Practice Area

Spousal Support

When tackling Spousal Maintenance during a divorce there are really two distinct components to be resolved: 1) Temporary Spousal Maintenance during the pendency of the divorce action; and 2) an order of Spousal Maintenance at the conclusion of the divorce action.

Temporary Spousal Maintenance

In 2010 the New York State Legislature recognized that during a divorce action, one party is frequently at a financial disadvantage. In other words, one spouse has money or has the means to generate money and the other spouse cannot do so at the same level. Because the financial playing field was often not equal, the monied spouse would often prolong litigation with the goal of making it financially impossible for the non-monied spouse to seek his or her fair day in court. Temporary maintenance, which is the spousal support paid while the divorce action is pending , is now determined by a combination of two of mathematical formulas. Once the numbers are crunched, the court uses the lower of the two results as the presumptively correct temporary maintenance amount. The first mathematical formula subtracts twenty percent of the payee spouse’s income from 30% of the payor spouse’s income (up to the $524,000 income cap). The second formula subtracts the payee spouse’s income from 40% of the sum of both spouse’s income. Whichever result is the lowest, becomes the “presumptively correct” temporary maintenance award. This presumptively correct temporary spousal support award can be altered in any given case, where using one or more statutory factors the court finds it to be “unjust or inappropriate.”

Spousal Maintenance at the Conclusion of the Divorce Action

Spousal Maintenance granted at the conclusion of the Divorce Action differs from that Temporary Spousal Maintenance granted during the pendency of the action. Unlike the mathematical formula devised by the New York State Legislature applicable to Temporary Maintenance, no such formula exists for Spousal Maintenance that may or may not be ordered at the conclusion of the divorce action.

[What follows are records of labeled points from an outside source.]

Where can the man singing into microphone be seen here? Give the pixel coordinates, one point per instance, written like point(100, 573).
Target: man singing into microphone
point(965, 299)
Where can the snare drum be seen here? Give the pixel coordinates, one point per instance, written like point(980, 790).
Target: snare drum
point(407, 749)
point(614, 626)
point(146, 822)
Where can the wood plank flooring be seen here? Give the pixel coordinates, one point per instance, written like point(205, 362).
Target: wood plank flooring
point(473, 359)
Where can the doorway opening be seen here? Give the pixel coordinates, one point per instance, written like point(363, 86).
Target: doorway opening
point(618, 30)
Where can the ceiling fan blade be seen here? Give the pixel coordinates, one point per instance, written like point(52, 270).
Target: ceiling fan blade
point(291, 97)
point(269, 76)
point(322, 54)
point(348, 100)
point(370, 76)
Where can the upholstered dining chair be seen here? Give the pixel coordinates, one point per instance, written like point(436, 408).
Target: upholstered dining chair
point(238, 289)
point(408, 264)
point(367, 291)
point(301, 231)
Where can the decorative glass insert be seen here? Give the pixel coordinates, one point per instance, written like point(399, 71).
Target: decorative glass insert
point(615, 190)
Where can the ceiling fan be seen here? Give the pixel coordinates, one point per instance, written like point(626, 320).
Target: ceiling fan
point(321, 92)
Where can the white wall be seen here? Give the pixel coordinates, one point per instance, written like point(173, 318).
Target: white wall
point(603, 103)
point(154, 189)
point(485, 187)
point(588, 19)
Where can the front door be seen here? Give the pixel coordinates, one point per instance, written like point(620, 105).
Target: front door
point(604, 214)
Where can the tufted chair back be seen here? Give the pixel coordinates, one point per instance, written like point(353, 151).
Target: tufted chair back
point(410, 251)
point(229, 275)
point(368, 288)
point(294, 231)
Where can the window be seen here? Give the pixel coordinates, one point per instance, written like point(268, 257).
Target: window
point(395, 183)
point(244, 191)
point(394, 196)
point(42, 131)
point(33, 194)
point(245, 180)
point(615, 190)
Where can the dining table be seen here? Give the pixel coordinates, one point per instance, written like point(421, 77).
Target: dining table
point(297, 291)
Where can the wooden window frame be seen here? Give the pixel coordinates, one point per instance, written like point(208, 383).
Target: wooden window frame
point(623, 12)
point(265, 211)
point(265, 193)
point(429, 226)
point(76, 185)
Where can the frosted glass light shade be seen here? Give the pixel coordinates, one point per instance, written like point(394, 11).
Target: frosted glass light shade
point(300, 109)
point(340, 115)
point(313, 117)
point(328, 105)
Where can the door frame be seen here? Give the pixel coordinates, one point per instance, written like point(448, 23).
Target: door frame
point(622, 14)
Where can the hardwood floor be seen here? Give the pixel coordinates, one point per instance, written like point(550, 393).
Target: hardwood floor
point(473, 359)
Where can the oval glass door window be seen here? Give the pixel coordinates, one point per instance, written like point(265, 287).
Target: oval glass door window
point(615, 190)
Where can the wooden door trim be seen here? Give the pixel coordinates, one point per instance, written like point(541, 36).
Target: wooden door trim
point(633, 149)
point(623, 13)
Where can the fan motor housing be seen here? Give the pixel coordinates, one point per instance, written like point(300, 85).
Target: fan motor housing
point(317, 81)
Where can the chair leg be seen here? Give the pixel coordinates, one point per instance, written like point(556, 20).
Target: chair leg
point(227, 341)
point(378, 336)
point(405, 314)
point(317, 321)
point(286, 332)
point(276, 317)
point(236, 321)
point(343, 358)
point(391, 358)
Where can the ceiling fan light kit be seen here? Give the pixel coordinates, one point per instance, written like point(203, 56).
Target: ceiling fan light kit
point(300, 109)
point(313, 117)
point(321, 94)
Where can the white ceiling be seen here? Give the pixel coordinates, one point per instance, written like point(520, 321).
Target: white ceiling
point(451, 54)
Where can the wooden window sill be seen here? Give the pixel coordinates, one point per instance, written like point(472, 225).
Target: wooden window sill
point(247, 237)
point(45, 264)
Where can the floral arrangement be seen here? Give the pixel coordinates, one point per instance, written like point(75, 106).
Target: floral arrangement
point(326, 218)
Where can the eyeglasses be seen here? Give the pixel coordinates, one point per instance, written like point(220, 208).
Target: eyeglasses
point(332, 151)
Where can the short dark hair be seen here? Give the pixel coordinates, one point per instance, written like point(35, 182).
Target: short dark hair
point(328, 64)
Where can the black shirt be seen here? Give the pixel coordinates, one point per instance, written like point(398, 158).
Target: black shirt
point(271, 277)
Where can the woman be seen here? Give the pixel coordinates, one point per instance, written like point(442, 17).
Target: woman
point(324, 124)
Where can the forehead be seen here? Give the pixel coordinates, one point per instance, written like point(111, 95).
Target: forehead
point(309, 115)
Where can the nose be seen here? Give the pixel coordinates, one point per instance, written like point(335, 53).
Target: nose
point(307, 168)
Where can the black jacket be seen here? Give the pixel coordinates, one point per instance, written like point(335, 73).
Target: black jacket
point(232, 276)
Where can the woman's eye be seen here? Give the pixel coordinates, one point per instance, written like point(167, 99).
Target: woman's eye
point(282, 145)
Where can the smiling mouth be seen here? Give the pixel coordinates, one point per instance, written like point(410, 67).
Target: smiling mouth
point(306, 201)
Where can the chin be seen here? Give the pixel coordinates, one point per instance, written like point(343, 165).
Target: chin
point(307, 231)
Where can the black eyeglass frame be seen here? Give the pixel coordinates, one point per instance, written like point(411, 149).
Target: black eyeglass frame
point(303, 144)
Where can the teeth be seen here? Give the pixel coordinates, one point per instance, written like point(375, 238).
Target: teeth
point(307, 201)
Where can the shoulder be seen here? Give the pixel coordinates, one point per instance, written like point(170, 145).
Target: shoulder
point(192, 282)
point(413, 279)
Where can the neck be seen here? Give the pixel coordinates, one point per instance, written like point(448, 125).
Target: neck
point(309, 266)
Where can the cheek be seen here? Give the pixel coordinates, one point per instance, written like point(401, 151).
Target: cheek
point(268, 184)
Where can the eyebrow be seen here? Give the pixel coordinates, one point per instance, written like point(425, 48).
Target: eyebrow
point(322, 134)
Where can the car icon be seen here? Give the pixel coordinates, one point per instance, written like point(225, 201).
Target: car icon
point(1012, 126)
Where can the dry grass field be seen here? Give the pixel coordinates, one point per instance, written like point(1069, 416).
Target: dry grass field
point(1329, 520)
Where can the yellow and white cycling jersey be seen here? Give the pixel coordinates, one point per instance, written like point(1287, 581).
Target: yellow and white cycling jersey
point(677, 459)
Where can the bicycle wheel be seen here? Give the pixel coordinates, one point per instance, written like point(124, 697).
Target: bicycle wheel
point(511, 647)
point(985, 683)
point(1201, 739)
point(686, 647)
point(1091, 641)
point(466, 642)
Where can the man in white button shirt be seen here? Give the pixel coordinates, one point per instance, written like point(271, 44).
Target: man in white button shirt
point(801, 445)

Instead the Court may consider twenty (20) factors in when reaching its decision as to the amount and duration of maintenance for either husband or wife.

In determining the amount and duration of maintenance the Court shall consider:

  • The income and property of the respective parties including the distribution of marital property;

  • The length of the marriage;

  • The age and health of both parties;

  • The present and future earning capacity of both parties;

  • The need of one party to incur education or training expenses;

  • The existence and duration of a pre-marital joint household or a pre-divorce separate household;

  • Acts by one party against another that have inhibited or continue to inhibit a party’s earning capacity or ability to obtain meaningful employment. Such acts include but are not limited to acts of domestic violence;

  • The ability of the party seeking maintenance to become self-supporting and, if applicable, the period of time and training necessary therefor;

  • Reduced or lost lifetime earning capacity of the party seeking maintenance as a result of having foregone or delayed education, training, employment, or career opportunities during the marriage;

  • The presence of children of the marriage in the respective homes of the parties;

  • The care of the children or stepchildren, disabled adult children or stepchildren, elderly parents or in-laws that has inhibited or continues to inhibit a party’s earning capacity;

  • The inability of one party to obtain meaningful employment due to age or absence from the workforce;

  • The need to pay for exceptional additional expenses for the child/children, including but not limited to, schooling, day care and medical treatment;

  • The tax consequences to each party;

  • The equitable distribution of marital property; Contributions and services of the party seeking maintenance as a spouse, parent, wage earner and homemaker, and to the career or career potential of the other party;

  • The wasteful dissipation of marital property by either spouse;

  • The transfer or encumbrance made in contemplation of a matrimonial action without fair consideration;

  • The loss of health insurance benefits upon dissolution of the marriage, and the availability and cost of medical insurance for the parties; and

  • Any other factor which the court shall expressly find to be just and proper.